Qualcomm President Derek Aberle Quits Amid Legal Battle With Apple

Qualcomm President Derek Aberle Quits Amid Legal Battle With Apple
  • Derek Aberle has quit Qualcomm after his successful career of 17 years
  • Aberle will stay till December 31 for a smooth transition
  • He's involved in Qualcomm's battle against Apple over its chip dominance

Qualcomm President Derek Aberle, who was closely fighting a legal battle with Apple, has quit after a successful 17-year career.

According to a Qualcomm statement late on Thursday, Aberle has decided to quit after he helped drive the company's overall global strategy and vision as a member of the company's Executive Committee.

Aberle will stay till December 31 for a smooth transition.

"On behalf of the Executive Team, I want to thank Derek for the vision, creativity, dedication, and judgment he brought to the company and wish him all the best in the future," said Qualcomm CEO Steve Mollenkopf.

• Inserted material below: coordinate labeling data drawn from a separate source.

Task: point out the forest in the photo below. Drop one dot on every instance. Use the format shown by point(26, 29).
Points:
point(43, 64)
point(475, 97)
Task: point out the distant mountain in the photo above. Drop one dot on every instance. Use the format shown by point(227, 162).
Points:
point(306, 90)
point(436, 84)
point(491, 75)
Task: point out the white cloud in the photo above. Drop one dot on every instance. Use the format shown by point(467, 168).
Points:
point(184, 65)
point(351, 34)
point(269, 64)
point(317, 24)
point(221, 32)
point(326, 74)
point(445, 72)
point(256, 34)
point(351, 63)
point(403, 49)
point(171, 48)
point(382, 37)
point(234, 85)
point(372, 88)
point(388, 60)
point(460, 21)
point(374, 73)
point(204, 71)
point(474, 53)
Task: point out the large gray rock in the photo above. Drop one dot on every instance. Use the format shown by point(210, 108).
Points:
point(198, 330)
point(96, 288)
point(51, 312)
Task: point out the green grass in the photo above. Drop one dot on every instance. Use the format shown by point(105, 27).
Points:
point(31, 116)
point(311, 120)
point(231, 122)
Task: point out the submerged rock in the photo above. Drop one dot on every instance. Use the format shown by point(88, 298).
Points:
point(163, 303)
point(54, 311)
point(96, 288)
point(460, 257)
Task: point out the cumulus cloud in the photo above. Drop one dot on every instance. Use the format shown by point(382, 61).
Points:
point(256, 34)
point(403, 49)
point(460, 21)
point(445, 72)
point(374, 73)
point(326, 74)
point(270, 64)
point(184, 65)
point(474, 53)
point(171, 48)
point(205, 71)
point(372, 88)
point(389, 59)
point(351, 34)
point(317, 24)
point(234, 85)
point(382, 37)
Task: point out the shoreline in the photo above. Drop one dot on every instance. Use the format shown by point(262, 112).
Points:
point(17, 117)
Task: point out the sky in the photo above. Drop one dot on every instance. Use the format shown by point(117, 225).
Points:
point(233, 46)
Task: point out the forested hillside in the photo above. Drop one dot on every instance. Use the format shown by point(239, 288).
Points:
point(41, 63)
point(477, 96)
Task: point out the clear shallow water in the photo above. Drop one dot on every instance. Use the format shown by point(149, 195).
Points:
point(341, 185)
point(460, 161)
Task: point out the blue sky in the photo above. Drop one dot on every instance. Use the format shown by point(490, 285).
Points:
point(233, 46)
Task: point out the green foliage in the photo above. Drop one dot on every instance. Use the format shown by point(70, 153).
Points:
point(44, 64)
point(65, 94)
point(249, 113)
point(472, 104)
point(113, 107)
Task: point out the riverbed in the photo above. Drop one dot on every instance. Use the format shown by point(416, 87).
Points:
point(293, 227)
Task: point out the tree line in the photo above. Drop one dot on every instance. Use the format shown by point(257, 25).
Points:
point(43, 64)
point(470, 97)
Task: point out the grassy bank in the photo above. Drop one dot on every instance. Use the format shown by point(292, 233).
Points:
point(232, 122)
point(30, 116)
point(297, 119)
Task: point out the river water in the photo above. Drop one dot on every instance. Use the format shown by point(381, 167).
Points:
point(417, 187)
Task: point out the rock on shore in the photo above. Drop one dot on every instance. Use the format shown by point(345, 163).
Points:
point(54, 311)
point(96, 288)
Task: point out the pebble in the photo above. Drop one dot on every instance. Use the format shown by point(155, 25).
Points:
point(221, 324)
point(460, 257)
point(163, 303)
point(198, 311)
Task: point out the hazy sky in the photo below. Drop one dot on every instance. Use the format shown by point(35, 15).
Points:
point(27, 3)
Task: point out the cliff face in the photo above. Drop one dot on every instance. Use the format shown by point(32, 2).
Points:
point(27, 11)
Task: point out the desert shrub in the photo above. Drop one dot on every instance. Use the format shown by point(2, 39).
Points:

Over the past 30 years, Qualcomm has invented the core technologies that have enabled the mobile revolution and made all modern smartphones possible.

"I am very proud to have been a part of that tradition of innovation, and of all that we've been able to accomplish during my tenure," added Aberle.

Executive Vice President Alex Rogers would now report directly to Qualcomm CEO Mollenkopf.

To find a solution to the protracted legal battle between Apple and Qualcomm, the US International Trade Commission (ITC) was set to start a probe into the chip-maker's claims that Apple violated its patents in devices like the iPhone 7.

Qualcomm has asked the ITC to stop further sales of iPhones equipped with cellular baseband modem processors made by rival chip-producer Intel.

The mobile-phone chip-maker claimed that Apple violated potentially six of its patents in how it uses the Intel modems.

Apple began using Intel cellular modems for some versions of the iPhone 7 launched last year, with the remaining supplied by Qualcomm.

Apple continues to reassert claims it made in its lawsuit against Qualcomm, saying "the chipmaker supplies Apple with a single connectivity component, but for years has been demanding a percentage of the total cost of our products - effectively taxing Apple's innovation".